Such, indeed, is the passion that shipments of radioactive waste can fuel. Reprocessing, everyone knows by now, doesn't rob it of its lethal character. The shadow of Chernobyl is long and long-lived, and will blanket over any official claims that this shipment is safely armoured against leaks and sabotage. In any case, activists say, a little mishap could lead to a disaster that would put Chernobyl in the shade.
In essence, however, this maritime transfer is being looked upon both by anti-nuclear activists and the Japanese government as a test case, a litmus test of official obduracy pitted against environmental esprit, if you will. If the Akatsuki Maru can ram through the protests, so can a 30-tonne shipment due soon after from other reprocessing centres like Sellafield in Cumbria, England. Greenpeace International, the Nuclear Control Institute in London and the Tokyo-based Citizens' Nuclear Information Centre are only the organised tip of a groundswell of feeling against the dangers of nuclear contamination.
What is distressing is that Japan's Social Democratic Party government, shoved into the Diet on a wave of anti-nuclearism, should bow to the opposition's demand for more funding for nuclear reprocessing.
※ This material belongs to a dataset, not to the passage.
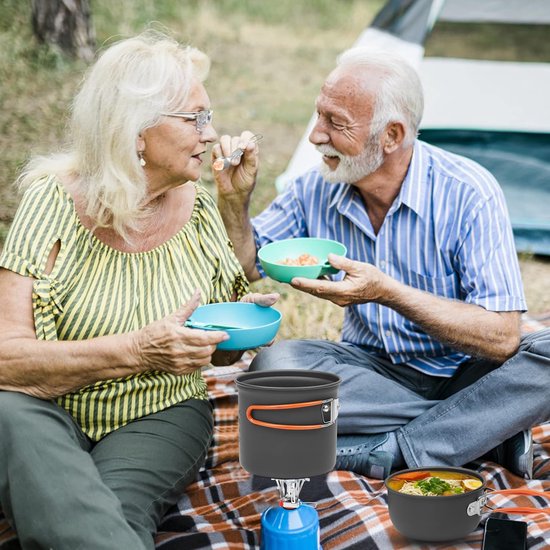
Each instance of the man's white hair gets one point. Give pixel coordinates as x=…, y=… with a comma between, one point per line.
x=399, y=98
x=124, y=92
Those opposed to the activists also say that there were almost no protests over the years since 1968, when reprocessing plants began shipping nuclear waste from Japan to Europe: now that it is time for the some of the gunk to return home -- for the first time -- the silence has no business being ripped apart.
The wheedling illogic behind this argument ought to be ignored. While it is true that nuclear energy has given Japan what it hasn't to most of the developed and developing world -- a robust and well-paying industry, a society with almost no unsatisfied energy wants -- it has also given Japan its first and hopefully last experience of nuclear mayhem. The Akatsuki Maru will ride 3 oceans. What could happen is the stuff of nightmares.